This course is open to MA and ResMA students in Classics.


In this class we will familiarize ourselves with a wide variety of poems and fragments from the Hellenistic period, focusing on key characteristics of Alexandrian poetry, such as the development of genres, diversity, innovative ‘Callimachean’ poetics, intertextuality, contemporary influences such as scholarship and science, and the increasing relevance of book poetry. Within this broad range, exemplary texts from many different genres will be studied, including epigram, epic, elegiac, hymnic and didactic poetry, in addition to novel forms such as the epyllion, works in bucolic fashion, and pattern poems. We will explicitly not limit our focus to the great figures of this period (Callimachus, Theocritus, Apollonius), but broaden our views by including many of the poets figures of the era. This broad approach serves to illustrate the change from the Classical to the Hellenistic period, the breach caused by the ‘new world’ of Alexander and its significant new literary center of Alexandria, and the manner in which new poets sought to redefine literature as they knew it from archaic and classical times.


  • Knowledge of primary texts relating to the theme of the class. Competence to read these texts and understand them within their literary context.

  • Knowledge of the cultural developments characteristic of the historical context of the theme of the class.

  • Critical assessment of secondary literature (book chapters, articles, commentaries).

  • Advanced research skills: independent formulation of complex research question, collecting materials (both primary texts and results of earlier research). Analyzing results, constructing arguments, formulating conclusions.

  • Oral presentation: presenting clearly and on the basis of arguments the results of the student’s research. Effective use of hand-out, illustrations or multi-media techniques.

  • Written presentation: setting out of research results effectively, clearly and in a well-structured manner.

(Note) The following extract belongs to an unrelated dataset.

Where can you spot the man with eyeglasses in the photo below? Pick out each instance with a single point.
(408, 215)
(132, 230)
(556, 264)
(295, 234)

  • Active participation and preparation: the student demonstrates involvement in the topic by asking well-informed and constructive questions and making contributions to the collective progress.


This course is a concentrated seminar. Classes two times a week in semester 2, block 4 on Tuesday 13.00-15.00h and Thursday 11.00-13.00h.

Time schedule



  • lecture,

  • individual study of source materials,

  • presentations.


When this class is taken for 10 ects:

  • Active participation and preparation (10%),

  • oral presentation (30%),

  • paper (60%) (MA: maximum 5,000 words; ResMA: maximum 7,000 words).

When this class is taken for 5 ects:

  • Active participation and preparation (10%),

  • oral presentation (35%),

  • written exam (55%).


  • Neil Hopkinson, A Hellenistic Anthology (Cambridge Green & Yellow), Cambridge 1988 (text & commentary).

  • Kathryn Gutzwiller, A Guide to Hellenistic Literature (Blackwell Guides to Classical Literature), Malden, MA 2007.